Salah Diab, egipski businessman i właściciel gazety „Al-Masri Al-Yawm”, który pisuje pod pseudonimem Newton, opublikował szereg artykułów zatytułowanych Wyzwolenie umysłu i Czy pokazywanie włosów jest uważane za nagość?, w których argumentował, że hidżab (chusta na głowę) i nikab (pełna zasłona na twarz), które nosi olbrzymia większość egipskich kobiet, nie są nakazane przez islamski szariat. Egipskie kobiety, napisał, przyjęły ten zwyczaj w wyniku religijnej indoktrynacji, jaka panowała w Egipcie w latach 1970., i jaka fałszywie przedstawia to jako religijny obowiązek.

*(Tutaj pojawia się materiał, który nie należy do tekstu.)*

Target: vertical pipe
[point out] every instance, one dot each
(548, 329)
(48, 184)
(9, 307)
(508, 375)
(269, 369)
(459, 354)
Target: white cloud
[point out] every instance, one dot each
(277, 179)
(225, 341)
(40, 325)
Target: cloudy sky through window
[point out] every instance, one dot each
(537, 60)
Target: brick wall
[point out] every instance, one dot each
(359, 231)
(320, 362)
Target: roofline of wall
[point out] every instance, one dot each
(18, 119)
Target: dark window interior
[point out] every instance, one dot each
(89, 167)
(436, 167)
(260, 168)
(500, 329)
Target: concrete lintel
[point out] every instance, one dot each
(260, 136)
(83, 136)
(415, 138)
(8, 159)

Pisze, że Egipt miał kiedyś wybitnych reformatorów, którzy dążyli do odnowy religijnego dyskursu, ale konserwatywne siły, włącznie z Al-Azhar, wykluczyły je z publicznej areny i nie pozwoliły na propagowanie ich liberalnych poglądów.  

Podkreślając, że nie namawia kobiet do odrzucenia hidżabu, a tylko wzywa do szanowania wyboru tych, które nie chcą go nosić, Diab zaatakował kaznodziei, którzy przez lata ustanowili pogląd, że niemal każda część ciała kobiety, włącznie z jej włosami, jest ‚awrah, tj., nagością, która musi być zakryta, pogląd, który nie ma żadnej podstawy w Koranie. Dodał, że wyzwolenie egipskiego umysłu od panującego religijnego dyskursu będzie także wyzwoleniem głów egipskich kobiet od hidżabu.

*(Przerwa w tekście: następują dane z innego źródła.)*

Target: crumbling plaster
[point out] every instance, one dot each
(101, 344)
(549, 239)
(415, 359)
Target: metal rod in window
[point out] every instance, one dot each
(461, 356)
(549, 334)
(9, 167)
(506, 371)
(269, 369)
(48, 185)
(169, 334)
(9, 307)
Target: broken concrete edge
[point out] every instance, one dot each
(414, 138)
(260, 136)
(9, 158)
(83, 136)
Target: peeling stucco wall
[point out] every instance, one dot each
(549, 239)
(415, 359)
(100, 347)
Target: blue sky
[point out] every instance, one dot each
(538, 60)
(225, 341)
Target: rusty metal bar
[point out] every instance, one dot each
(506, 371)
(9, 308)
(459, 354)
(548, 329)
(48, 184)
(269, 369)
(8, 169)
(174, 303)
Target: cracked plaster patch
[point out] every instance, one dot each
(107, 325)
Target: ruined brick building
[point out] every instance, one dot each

Salah Diab (źródło: Al-Masri Al-Yawm, Egipt)

Artykuły wywołały ożywioną debatę wśród czytelników Diaba i wyrazy poparcia dla jego poglądów, z których kilka cytuje w artykułach.

Poniżej podajemy fragmenty artykułów:

[Ciąg dalszy tekstu nie jest spolszczony]

Liberating Egypt From The Hijab Begins By Liberating It From Benighted Religious Discourse

In a July 19, 2019 article, Diab wrote that religious indoctrination in Egypt was responsible for imposing the hijab on women. He wrote: „Since there is talk of renewing or developing the religious discourse, could we perhaps launch a campaign calling for the removal of the hijab? Iran has a law that imposes the hijab [on women], and in Egypt over 90% of women wear it, most of them based on the belief that it is mandated by the shari’a. [But] we must ask, Who claims this? [The answer is that] it is the religious indoctrination which imposed this reality over the years.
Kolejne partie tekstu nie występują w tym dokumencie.